Some old-name dessert shops will also have radish cake and horseshoe cake, if you see \"big stone crisp-skinned horseshoe cake\" please do not let go, spring teeth refreshing horseshoe cake mixed with sweet crisp horseshoe grains, sesame aroma, fried to the skin golden crisp, a bite down, exclamation of the world's \"sweet\" level can have so many forms. And the golden oil dipped in osmanthus nectar fried big egg powder, flow heart milk Nuomici...
Like herdsmen living by water grass, Panyu's pig shop, is a butcher yard and open. In the 1990s, there were slaughterhouses in Panyu, where live pigs were usually killed at 11 o'clock in the evening, and the fresh pigs cut off became a hot item in Panyu's various supper shops - diners from the city would call friends from more than 10 o'clock and drive to Panyu to arrive before midnight to grab the latest round of pig miscellaneous for the day.
\"The enemy has an hour left to arrive in the canteen,\" when the\" supper ball \"into the countdown, every pig shop owner will become the most beautiful. Hot still beat the heart of the pig, the remaining warmth of the hand-wet pork liver and pork belly, in a bright red eye, by the boss neatly coded on the iron plate, over there on the pig miscellaneous white smoke rising, this table has been wolf smoke everywhere.

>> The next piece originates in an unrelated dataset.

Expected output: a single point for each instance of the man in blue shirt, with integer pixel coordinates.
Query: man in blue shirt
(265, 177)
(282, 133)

See the pork belly, pig intestines, pig large intestine head, raw intestines, pig ladder a pair of caught, the boss is tired of telling these fragrant and delicious parts to make iron plate with celery, garlic, pig liver, pig waist, pig heart and other pig water can roll a pot of pig porridge.... There are also cool pig liver water and ginger baked pig tongue, gastrointestinal function on the eat more than two.
``When it's hot, it's hot! ``The dinner table always keeps saying hello, under this unknown suburban iron shed, the warm people so together at night and night, from midnight to morning, only warm porridge knows their fatigue, see those``face to the sky'' . This bowl of porridge is dry and it is the busy world again.